Meryl Streep and the story of the lesser-known German-Americans

I am not much of a fan of “hyphenated Americans”: Indian-American, Japanese-American, African-American…. After all, America, barring the native Americans (thank god they are not hyphenated), is the land comprising and built by immigrants – those who came to its shores seeking liberty, fraternity and equality. To me, an American is an American.

But for the purpose of illustrating the relevance of the contributions made by the lesser-known German-Americans, who, apparently make up the largest ethnic group in the US, I am going to try and put forward a few thoughts from my own recent discovery of some of their contributions, in this blog post.

A wonderful article by The Economist talks about the various achievements by this minority community as well as what they introduced to America. According to the article.

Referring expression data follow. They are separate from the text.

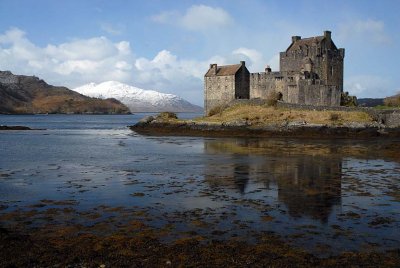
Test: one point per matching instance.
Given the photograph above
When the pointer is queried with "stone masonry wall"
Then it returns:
(219, 90)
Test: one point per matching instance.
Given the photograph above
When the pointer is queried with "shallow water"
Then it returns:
(326, 196)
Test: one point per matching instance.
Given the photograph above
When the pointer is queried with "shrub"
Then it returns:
(392, 101)
(167, 115)
(273, 97)
(347, 100)
(334, 117)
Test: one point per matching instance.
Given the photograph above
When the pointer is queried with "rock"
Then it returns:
(146, 120)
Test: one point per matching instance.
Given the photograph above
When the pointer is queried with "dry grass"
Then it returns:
(262, 115)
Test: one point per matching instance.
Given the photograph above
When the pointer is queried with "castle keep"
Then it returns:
(311, 72)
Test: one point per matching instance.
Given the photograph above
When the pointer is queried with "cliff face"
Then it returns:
(21, 94)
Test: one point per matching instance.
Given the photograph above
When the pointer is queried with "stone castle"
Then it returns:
(311, 72)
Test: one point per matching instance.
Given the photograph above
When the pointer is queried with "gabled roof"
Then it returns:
(307, 42)
(224, 70)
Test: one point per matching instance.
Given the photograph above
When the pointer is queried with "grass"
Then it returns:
(265, 115)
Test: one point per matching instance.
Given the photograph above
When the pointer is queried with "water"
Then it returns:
(326, 196)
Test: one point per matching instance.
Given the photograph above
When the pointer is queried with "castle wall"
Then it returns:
(318, 94)
(219, 90)
(242, 84)
(311, 73)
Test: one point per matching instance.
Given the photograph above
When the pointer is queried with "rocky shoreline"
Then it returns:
(158, 126)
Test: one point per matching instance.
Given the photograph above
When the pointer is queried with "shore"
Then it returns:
(137, 245)
(266, 121)
(300, 130)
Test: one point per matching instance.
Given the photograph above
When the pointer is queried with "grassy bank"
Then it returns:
(266, 115)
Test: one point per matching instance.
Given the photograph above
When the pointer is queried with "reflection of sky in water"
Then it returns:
(310, 192)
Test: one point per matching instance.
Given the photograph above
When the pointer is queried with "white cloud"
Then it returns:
(112, 29)
(368, 86)
(70, 64)
(201, 17)
(166, 17)
(197, 18)
(365, 30)
(99, 59)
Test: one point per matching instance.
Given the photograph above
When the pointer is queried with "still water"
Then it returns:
(326, 196)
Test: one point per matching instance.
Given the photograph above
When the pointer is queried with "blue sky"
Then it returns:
(168, 45)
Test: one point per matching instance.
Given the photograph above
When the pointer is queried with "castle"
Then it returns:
(311, 72)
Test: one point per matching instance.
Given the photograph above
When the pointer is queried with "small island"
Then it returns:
(305, 98)
(262, 120)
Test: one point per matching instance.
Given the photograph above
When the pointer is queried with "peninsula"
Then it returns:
(305, 98)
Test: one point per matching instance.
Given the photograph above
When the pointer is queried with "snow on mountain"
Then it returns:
(137, 99)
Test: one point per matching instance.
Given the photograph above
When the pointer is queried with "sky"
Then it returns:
(167, 45)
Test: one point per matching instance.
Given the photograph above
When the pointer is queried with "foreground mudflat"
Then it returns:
(137, 246)
(85, 196)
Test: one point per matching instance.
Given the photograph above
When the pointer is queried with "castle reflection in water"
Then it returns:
(306, 179)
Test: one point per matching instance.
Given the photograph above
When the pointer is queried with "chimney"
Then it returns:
(295, 38)
(214, 68)
(327, 35)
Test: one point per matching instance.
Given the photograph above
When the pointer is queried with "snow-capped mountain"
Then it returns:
(138, 100)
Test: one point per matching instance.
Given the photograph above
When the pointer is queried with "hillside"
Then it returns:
(21, 94)
(393, 101)
(137, 99)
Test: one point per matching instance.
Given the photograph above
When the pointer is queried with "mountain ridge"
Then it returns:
(137, 99)
(21, 94)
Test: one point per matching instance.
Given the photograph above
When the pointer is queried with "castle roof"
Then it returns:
(224, 70)
(307, 42)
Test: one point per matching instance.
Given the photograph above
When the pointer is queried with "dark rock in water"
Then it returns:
(20, 94)
(146, 119)
(14, 128)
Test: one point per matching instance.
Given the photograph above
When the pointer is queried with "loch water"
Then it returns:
(324, 195)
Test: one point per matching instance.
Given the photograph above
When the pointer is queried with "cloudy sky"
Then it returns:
(168, 45)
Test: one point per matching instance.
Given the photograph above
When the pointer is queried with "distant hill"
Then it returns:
(393, 101)
(369, 102)
(21, 94)
(137, 99)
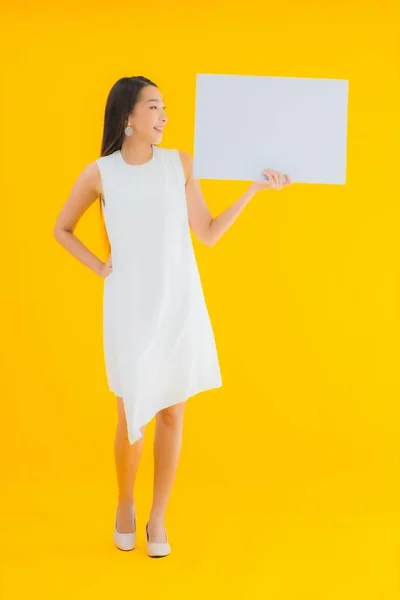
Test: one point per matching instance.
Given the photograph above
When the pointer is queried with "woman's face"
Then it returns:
(148, 117)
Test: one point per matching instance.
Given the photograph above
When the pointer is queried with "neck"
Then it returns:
(136, 152)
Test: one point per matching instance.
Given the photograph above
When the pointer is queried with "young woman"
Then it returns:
(159, 346)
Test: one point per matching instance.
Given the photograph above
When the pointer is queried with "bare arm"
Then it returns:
(85, 191)
(207, 228)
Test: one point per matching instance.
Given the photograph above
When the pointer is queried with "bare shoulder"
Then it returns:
(92, 175)
(84, 192)
(187, 163)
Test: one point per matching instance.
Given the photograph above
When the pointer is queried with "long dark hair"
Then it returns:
(120, 103)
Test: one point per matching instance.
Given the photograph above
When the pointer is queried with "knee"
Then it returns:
(172, 415)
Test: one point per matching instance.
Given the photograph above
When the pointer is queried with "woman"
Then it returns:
(159, 346)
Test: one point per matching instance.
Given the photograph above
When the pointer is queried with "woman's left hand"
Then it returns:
(274, 181)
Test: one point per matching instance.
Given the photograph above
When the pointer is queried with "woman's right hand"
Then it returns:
(106, 268)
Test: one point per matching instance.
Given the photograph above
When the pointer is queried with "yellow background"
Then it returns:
(288, 484)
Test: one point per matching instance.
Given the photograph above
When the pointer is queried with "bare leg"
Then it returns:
(167, 446)
(126, 462)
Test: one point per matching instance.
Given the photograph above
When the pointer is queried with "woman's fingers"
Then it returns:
(277, 179)
(287, 181)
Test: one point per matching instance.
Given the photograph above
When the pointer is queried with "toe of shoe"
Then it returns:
(125, 541)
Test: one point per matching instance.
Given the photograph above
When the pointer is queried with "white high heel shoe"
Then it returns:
(125, 541)
(157, 549)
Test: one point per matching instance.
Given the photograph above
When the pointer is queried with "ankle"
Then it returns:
(126, 501)
(157, 518)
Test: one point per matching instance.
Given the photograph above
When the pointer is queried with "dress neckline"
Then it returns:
(142, 164)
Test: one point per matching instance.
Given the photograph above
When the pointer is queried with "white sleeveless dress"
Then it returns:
(159, 345)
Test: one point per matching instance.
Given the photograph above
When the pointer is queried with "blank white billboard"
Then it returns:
(244, 124)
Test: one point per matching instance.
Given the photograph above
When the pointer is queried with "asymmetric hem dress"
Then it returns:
(158, 341)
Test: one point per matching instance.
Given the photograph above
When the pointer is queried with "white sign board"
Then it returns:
(244, 124)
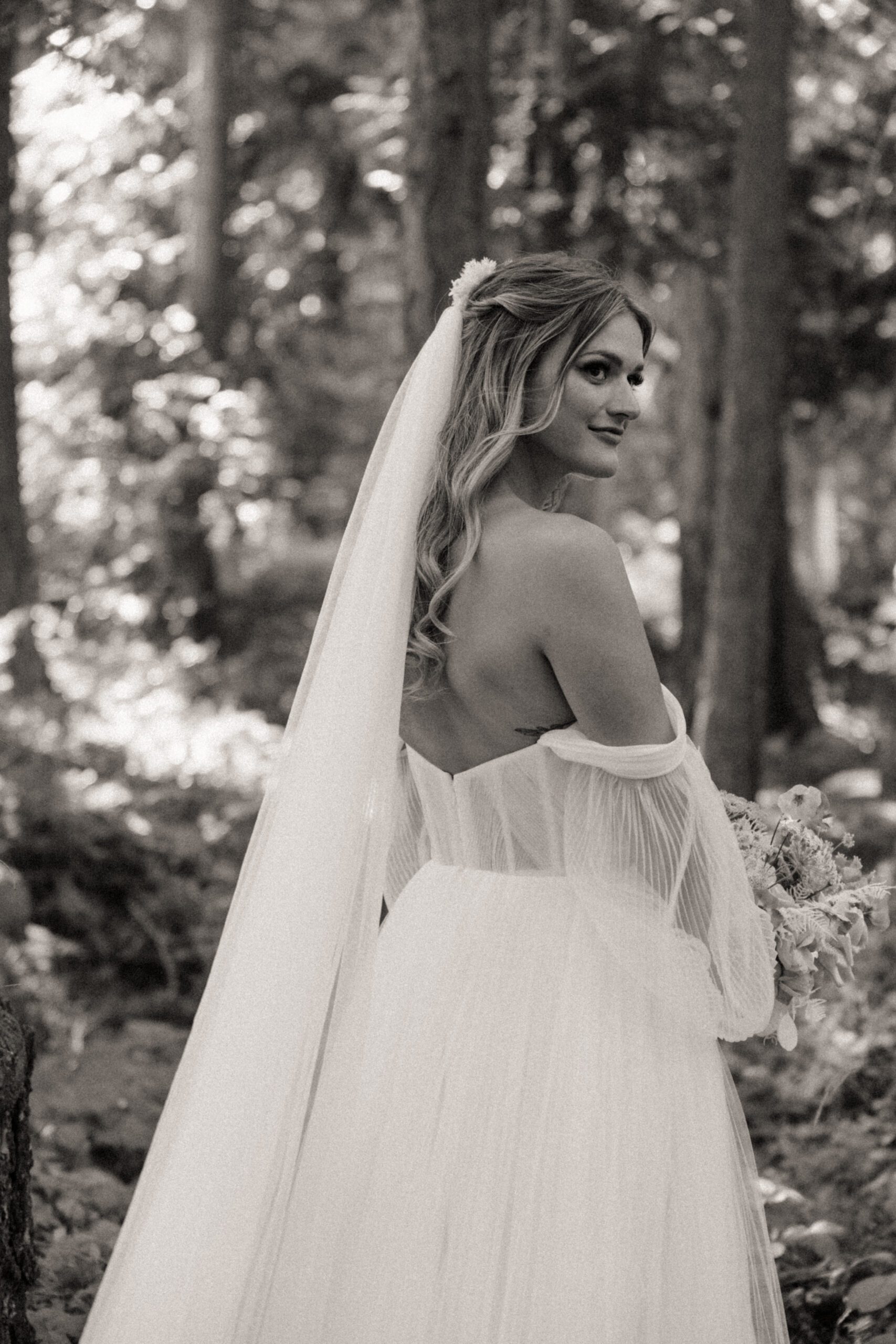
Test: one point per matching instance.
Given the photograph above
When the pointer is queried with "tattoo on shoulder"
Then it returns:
(536, 733)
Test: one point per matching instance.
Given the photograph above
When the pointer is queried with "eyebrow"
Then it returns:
(610, 358)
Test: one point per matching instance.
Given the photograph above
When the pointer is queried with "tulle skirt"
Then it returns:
(541, 1156)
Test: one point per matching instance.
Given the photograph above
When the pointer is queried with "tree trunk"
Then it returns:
(734, 682)
(18, 1269)
(695, 414)
(449, 135)
(553, 175)
(208, 41)
(796, 640)
(18, 572)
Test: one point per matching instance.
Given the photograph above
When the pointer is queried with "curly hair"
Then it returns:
(510, 320)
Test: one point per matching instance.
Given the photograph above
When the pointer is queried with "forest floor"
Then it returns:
(823, 1120)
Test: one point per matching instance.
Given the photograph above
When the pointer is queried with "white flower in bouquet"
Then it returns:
(801, 874)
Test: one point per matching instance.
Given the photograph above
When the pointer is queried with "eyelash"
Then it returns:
(636, 380)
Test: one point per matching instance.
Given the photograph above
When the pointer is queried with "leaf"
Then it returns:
(786, 1033)
(872, 1295)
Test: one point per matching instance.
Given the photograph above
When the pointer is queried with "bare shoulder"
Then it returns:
(587, 624)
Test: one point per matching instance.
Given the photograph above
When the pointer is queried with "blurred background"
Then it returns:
(229, 226)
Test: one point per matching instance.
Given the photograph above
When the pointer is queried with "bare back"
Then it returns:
(500, 691)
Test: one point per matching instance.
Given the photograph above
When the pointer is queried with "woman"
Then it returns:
(505, 1117)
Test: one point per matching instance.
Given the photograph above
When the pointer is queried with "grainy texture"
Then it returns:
(449, 133)
(733, 694)
(16, 1230)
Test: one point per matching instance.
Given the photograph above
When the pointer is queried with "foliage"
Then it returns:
(804, 877)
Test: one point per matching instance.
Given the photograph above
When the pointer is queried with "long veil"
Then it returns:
(265, 1085)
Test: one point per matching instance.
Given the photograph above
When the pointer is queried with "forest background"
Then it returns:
(229, 226)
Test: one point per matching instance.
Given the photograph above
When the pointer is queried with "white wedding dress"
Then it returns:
(550, 1148)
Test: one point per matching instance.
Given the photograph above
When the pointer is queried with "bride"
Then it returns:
(504, 1116)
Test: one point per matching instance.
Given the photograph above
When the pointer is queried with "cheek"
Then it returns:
(582, 398)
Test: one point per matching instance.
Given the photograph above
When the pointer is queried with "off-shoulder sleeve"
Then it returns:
(650, 851)
(410, 844)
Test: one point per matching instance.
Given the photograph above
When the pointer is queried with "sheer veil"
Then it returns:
(265, 1088)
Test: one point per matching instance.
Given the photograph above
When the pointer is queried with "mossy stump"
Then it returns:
(18, 1266)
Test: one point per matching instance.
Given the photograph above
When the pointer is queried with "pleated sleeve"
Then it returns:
(410, 844)
(650, 851)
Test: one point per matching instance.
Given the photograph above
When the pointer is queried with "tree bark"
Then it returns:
(18, 1266)
(449, 135)
(553, 175)
(18, 570)
(734, 682)
(208, 23)
(796, 639)
(695, 416)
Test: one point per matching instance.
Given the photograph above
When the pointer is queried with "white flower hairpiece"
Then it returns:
(469, 279)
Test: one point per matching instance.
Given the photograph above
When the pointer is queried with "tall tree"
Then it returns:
(18, 570)
(449, 136)
(208, 34)
(734, 683)
(696, 319)
(551, 154)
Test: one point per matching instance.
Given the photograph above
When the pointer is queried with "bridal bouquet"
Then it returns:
(820, 906)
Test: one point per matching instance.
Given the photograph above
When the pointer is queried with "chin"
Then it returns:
(601, 471)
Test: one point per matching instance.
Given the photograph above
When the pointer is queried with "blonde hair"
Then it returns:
(510, 320)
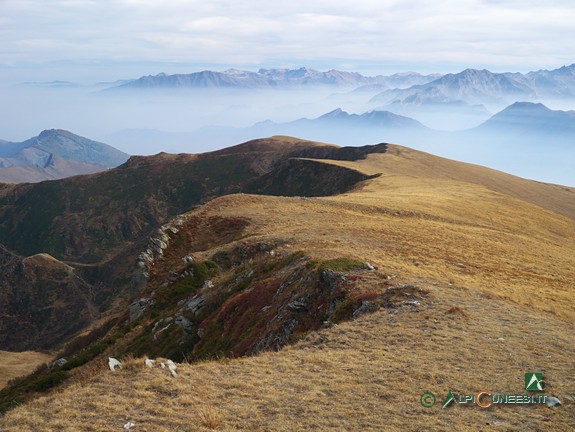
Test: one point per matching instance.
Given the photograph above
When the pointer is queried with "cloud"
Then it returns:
(492, 33)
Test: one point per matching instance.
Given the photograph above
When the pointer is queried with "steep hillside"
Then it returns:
(98, 224)
(43, 302)
(456, 278)
(55, 154)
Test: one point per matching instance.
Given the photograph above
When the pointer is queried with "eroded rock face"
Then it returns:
(137, 308)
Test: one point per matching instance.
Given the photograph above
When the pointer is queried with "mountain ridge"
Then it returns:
(54, 154)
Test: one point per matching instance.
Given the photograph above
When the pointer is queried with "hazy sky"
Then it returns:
(112, 39)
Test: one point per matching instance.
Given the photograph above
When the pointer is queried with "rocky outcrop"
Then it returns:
(43, 302)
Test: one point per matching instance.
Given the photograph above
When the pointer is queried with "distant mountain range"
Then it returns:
(273, 78)
(474, 87)
(55, 154)
(527, 139)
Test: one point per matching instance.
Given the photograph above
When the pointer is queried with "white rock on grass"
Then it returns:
(114, 363)
(172, 366)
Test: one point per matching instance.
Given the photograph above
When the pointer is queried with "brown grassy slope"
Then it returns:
(404, 161)
(506, 263)
(13, 365)
(365, 375)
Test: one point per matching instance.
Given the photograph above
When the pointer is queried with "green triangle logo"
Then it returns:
(448, 399)
(534, 381)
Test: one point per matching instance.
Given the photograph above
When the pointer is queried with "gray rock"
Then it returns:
(331, 279)
(368, 266)
(186, 325)
(137, 308)
(159, 243)
(195, 304)
(298, 306)
(366, 306)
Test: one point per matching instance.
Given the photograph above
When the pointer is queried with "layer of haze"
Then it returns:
(85, 42)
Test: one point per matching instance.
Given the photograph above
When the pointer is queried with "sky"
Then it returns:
(91, 40)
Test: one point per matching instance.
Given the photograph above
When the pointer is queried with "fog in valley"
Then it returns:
(490, 132)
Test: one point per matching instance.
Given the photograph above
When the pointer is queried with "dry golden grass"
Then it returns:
(367, 374)
(17, 364)
(499, 266)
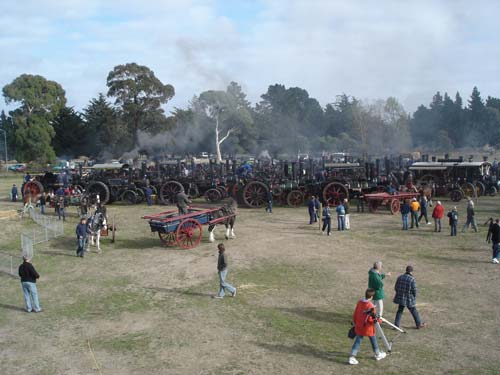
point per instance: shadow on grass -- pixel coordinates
(306, 350)
(11, 307)
(321, 316)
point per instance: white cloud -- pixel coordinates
(367, 49)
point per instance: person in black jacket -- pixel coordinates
(28, 276)
(81, 235)
(495, 239)
(222, 270)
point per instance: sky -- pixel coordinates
(368, 49)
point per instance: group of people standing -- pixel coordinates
(342, 210)
(413, 207)
(370, 308)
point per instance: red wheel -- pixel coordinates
(189, 234)
(295, 198)
(255, 194)
(32, 188)
(213, 195)
(169, 191)
(334, 193)
(168, 239)
(394, 207)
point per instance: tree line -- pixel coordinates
(131, 116)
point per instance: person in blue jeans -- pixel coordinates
(269, 198)
(327, 219)
(28, 276)
(311, 208)
(81, 236)
(405, 211)
(222, 265)
(340, 216)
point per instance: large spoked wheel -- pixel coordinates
(295, 198)
(491, 191)
(32, 188)
(99, 188)
(254, 194)
(456, 195)
(480, 188)
(189, 234)
(469, 189)
(334, 193)
(394, 207)
(130, 197)
(169, 191)
(168, 239)
(212, 195)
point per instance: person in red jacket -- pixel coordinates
(438, 214)
(364, 325)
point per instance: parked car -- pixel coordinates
(17, 168)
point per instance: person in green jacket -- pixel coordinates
(375, 277)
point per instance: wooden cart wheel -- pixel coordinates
(295, 198)
(189, 234)
(394, 207)
(32, 189)
(169, 191)
(168, 239)
(334, 193)
(212, 195)
(255, 194)
(373, 206)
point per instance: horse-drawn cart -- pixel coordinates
(186, 230)
(391, 201)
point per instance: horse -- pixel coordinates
(95, 224)
(228, 210)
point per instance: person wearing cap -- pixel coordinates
(414, 207)
(453, 220)
(406, 296)
(28, 276)
(470, 216)
(437, 215)
(222, 265)
(182, 202)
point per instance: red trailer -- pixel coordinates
(391, 201)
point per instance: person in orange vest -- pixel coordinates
(364, 325)
(414, 207)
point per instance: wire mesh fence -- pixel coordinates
(50, 228)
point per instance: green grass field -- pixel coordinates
(145, 309)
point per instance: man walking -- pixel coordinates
(364, 325)
(347, 220)
(495, 239)
(311, 208)
(269, 199)
(375, 277)
(182, 202)
(405, 211)
(81, 236)
(470, 216)
(222, 265)
(453, 220)
(340, 216)
(327, 219)
(414, 207)
(437, 215)
(406, 296)
(28, 276)
(13, 193)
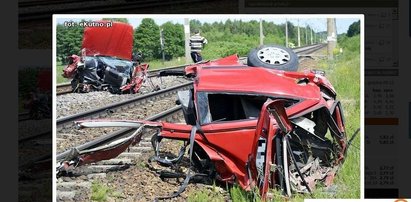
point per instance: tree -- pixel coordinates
(147, 39)
(354, 29)
(173, 39)
(125, 20)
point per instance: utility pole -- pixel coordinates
(315, 37)
(162, 44)
(331, 38)
(286, 33)
(306, 42)
(261, 32)
(298, 32)
(187, 39)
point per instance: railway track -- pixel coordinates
(80, 188)
(67, 121)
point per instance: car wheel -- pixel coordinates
(274, 57)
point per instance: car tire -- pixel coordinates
(273, 57)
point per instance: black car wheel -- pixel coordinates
(273, 56)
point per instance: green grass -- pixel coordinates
(101, 192)
(206, 195)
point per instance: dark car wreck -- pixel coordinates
(106, 61)
(259, 127)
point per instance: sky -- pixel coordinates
(317, 22)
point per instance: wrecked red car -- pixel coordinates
(257, 126)
(106, 61)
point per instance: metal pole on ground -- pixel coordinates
(261, 33)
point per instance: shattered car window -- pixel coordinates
(215, 107)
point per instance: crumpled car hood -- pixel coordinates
(114, 41)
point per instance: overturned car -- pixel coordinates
(106, 61)
(257, 126)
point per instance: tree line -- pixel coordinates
(225, 38)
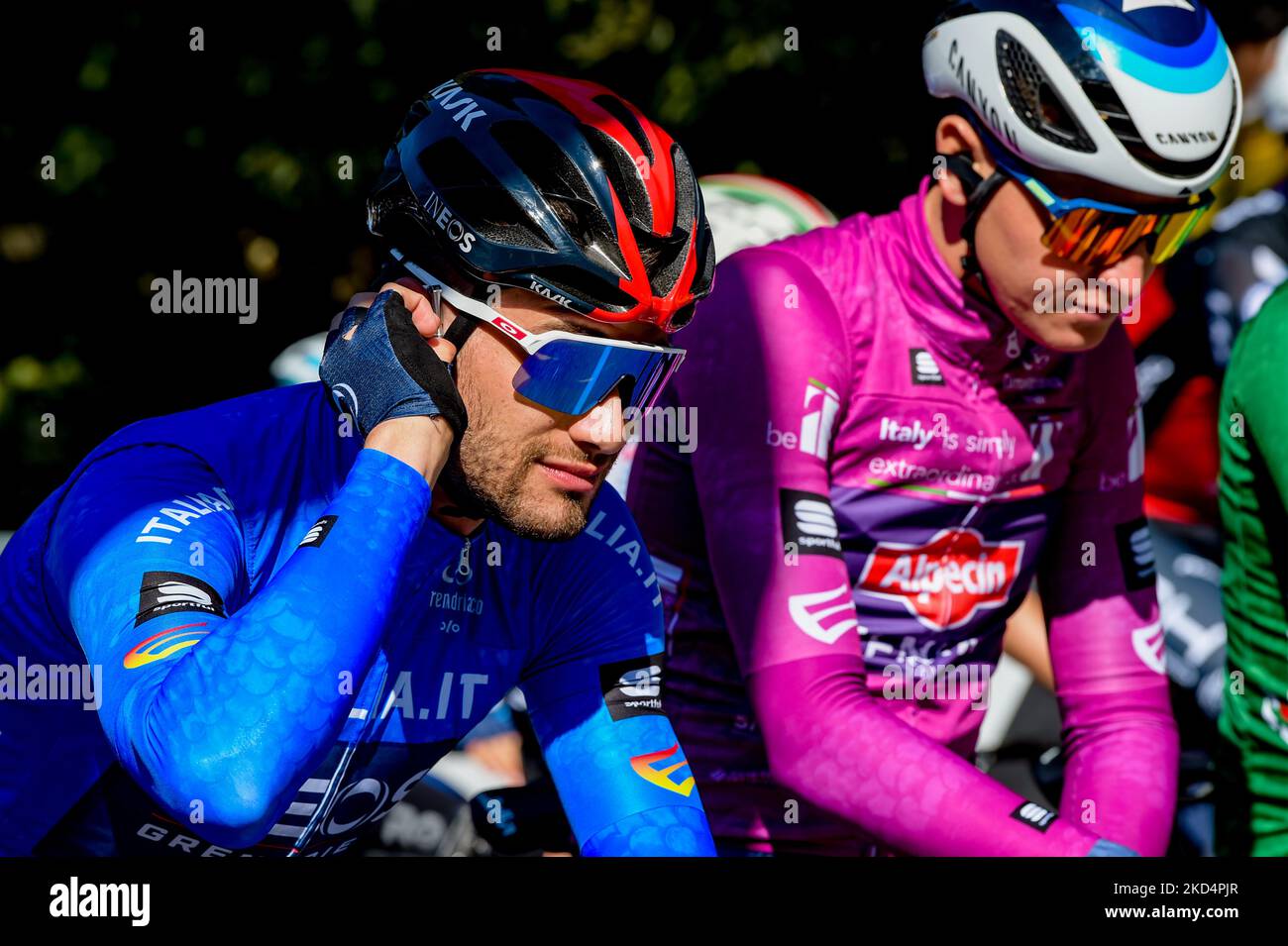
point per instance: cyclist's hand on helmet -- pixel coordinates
(384, 367)
(417, 304)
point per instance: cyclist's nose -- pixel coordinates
(599, 430)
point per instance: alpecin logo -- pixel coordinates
(944, 581)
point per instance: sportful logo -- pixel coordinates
(816, 425)
(1136, 553)
(944, 581)
(317, 534)
(925, 370)
(1136, 441)
(632, 687)
(1149, 645)
(809, 610)
(163, 592)
(643, 766)
(809, 523)
(1034, 816)
(1043, 452)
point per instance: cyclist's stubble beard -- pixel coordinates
(489, 472)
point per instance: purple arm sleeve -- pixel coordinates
(827, 736)
(1107, 641)
(829, 739)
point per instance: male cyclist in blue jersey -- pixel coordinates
(299, 600)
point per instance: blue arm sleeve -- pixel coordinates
(596, 704)
(204, 705)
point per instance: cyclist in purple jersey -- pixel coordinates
(925, 421)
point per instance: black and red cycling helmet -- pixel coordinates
(550, 184)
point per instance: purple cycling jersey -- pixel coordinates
(883, 469)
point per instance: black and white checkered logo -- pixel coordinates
(166, 592)
(925, 369)
(317, 534)
(1136, 551)
(809, 524)
(1034, 816)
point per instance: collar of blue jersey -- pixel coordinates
(565, 370)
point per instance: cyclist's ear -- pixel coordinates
(956, 136)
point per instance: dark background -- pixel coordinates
(224, 163)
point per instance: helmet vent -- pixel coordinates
(1034, 99)
(617, 108)
(477, 197)
(623, 175)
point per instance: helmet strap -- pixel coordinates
(979, 192)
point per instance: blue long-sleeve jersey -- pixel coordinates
(286, 643)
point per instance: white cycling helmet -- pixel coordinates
(1140, 94)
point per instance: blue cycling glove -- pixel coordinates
(386, 369)
(1108, 848)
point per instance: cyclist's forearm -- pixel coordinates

For instance, America got its taste for the humble beer, pretzels, even Christmas trees and Easter bunnies from the German immigrants who brought with them their hot dogs, bratwursts, sauerkraut even Dachshunds.

Apparently, the founder of the eponymous Levis Strauss – the original American jean, which to this day remains privately held, was Löb Strauß, a German Jew born in Bavaria in 1829. Kohler, another global sanitary ware company, which can’t hide its Germanic-sounding name, proudly talks about its heritage; a rare example of those who glorified their pre-war European roots. Same with Pfizer, Boeing, Steinway or Heinz. They all share a German heritage.

But what I think the Germans should be acknowledged for is how wonderfully they have assimilated in the American society that you would barely notice them. And this is where the versatile actress Meryl Streep’s ability to play the part of an Australian in the movie A Cry in the Dark, put on an English accent and play the part of Margaret Thatcher in the movie: The Iron Lady, be a Dane in Out of Africa, or for that matter, play the part of just about anyone, is attributed to her German (or European) ancestry.

America is a great country. I have always believed that immigrants are an extremely industrious bunch. I have seen this time after time again. In India, for instance, the Sindhis and the Parsis remain incredibly successful in their chosen foreign land. The Hong Kong Chinese or the Hakka community are seen as more hard working than the other communities. In fact, if you see any successful Chinese business in other countries, I’d be sure they are Hakka Chinese. America is a great example  where immigrants through their toil and hard work have made the country one of the greatest county on the planet.

But of all that America has given to the world, it has given us Meryl Streep and for that, I am eternally grateful and would like to call out the hyphenated German-Americans for their priceless contribution to mankind.